The effort to re-establish adequate blood flow to heart muscle has evolved from highly invasive surgery in which coronary artery bypass graft (CABG) requires cutting through the patient’s sternum and other tissues to access the heart, then graft arteries and/or veins to flow to the poorly supplied tissue, to (2) minimally invasive, endoscope procedures that do not require cutting the sternum to access the heart and perform the graft and significantly improve healing times and reduced complications, to as illustrated, multiple technologies rise and fall over time with their impacts and their timing considered.

Technology S-Curves in the Management of Ischemic Heart Disease

(Note: These curves are generally for illustrative purposes only; some likely dynamics may not be well represented in the above. Also note that, in practice, demand for old technologies doesn’t cease, but declines at a rate connected to the rise of competing technologies, so after peaking, the S-curves start a descent at various rates toward zero. Also, separately note that the “PTCA” labeled curve corresponds to percutaneous transluminal coronary angioplasty, encompassing the percutaneous category of approaches to ischemic heart disease. PTCA itself has evolved from balloon angioplasty alone to the adjunctive use of stents of multiple material types with or without drug elution and even bioabsorbable stents.)
Source: MedMarket Diligence, LLC

Resulting Technology Shifts

Falling: Open surgical instrumentation, bare metal stents.
Rising and leveling: thoracoscopic instrumentation, monitors
Rising later: stem-cells, extracellular matrices, atherosclerosis-reducing drugs
Rising even later: gene therapy

The minimally invasive technologies enabled by thoracoscopy (used in MIDCAB) and catheterization pulled just about all the demand out of open coronary artery bypass grafting, though the bare metal stents used initially alongside angioplasty have also been largely replaced by drug-eluting stents, which also may be replaced by drug-eluting balloon angioplasty. Stem cells and related technologies used to deliver them will later represent new growth in treatment of ischemia, at least to some degree at the expense of catheterization (PTCA and percutaneous CABG).

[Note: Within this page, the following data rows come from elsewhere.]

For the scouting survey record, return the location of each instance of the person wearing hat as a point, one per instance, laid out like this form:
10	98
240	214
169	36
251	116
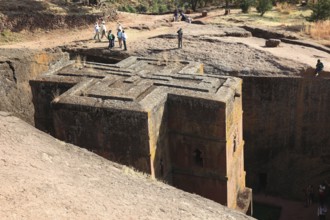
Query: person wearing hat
103	30
180	33
124	38
319	67
97	31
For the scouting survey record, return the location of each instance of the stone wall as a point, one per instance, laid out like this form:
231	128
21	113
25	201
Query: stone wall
286	132
17	67
161	117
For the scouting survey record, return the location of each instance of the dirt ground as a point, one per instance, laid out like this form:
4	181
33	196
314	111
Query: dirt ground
44	178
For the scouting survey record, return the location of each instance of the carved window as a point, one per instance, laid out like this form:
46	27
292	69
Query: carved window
234	144
198	158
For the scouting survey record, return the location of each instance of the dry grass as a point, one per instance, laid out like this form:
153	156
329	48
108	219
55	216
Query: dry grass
285	8
319	30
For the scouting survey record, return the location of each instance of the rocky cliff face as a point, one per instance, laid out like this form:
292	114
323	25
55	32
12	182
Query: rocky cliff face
17	67
286	133
48	179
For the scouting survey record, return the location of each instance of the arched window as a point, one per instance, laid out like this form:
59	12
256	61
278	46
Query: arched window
198	158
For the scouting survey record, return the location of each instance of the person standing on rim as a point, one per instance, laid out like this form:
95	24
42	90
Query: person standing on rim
124	38
180	33
319	67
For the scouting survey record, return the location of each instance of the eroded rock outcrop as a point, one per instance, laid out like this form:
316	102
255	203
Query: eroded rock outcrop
48	179
17	67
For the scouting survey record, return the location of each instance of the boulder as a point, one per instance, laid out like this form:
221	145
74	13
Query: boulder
273	42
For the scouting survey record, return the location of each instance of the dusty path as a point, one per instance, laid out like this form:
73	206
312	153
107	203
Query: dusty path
44	178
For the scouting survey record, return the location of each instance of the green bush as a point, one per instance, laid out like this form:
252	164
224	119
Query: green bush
131	9
320	11
162	8
263	6
245	5
155	8
141	8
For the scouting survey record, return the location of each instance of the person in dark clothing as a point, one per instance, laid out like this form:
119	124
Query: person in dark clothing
180	33
111	39
183	16
124	38
319	67
176	15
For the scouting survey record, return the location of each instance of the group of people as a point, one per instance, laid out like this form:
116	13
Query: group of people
322	193
121	35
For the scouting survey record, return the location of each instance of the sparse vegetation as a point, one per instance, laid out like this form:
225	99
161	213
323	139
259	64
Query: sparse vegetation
263	6
285	8
320	11
319	30
245	5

Eventually, gene therapy may prove able to prevent the ischemia to develop in the first place.

  • Wound Management Past, Current, and Future Technologies
    • Gauze bandages/dressings
    • Hydrogel, alginate, and antimicrobial dressings
    • Negative pressure wound therapy (NPWT)
    • Bioengineered skin substitutes
    • Growth factors

Another great example of a disease or condition treated by multiple evolving technologies over time is wound management, which has evolved from simple gauze dressings to advanced dressings, to systems like negative pressure wound therapy, hyperbaric oxygen and others, to biological growth factors to bioengineered skin and skin substitutes.

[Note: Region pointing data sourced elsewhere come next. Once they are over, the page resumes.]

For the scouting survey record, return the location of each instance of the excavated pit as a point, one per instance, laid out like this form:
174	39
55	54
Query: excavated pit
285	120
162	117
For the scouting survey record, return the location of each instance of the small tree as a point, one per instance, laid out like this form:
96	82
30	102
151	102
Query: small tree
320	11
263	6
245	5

Technology S-Curves in the Management of Ischemic Heart Disease

Source: MedMarket Diligence, LLC

Resulting Technology Shifts

Falling: Traditional gauze and other simple dressings
Falling: NPWT, hyperbaric oxygen
Rising: Advanced wound dressings, bioengineered skin, growth factors

Wound management has multiple technologies concurrently available, rather than sequential (when one largely replaces the other) over time. Unsurprisingly, traditional dressings are in decline. Equipment-related technologies like NPWT and hyperbaric oxygen are on the wane as well. While wound management is not a high growth area, advanced dressings are rising due to their ability to heal wounds faster, an important factor considering that chronic, slow-healing wounds are a significant contributor to high costs. Bioengineered skin is patient-specific, characterized by faster healing and, therefore, rising.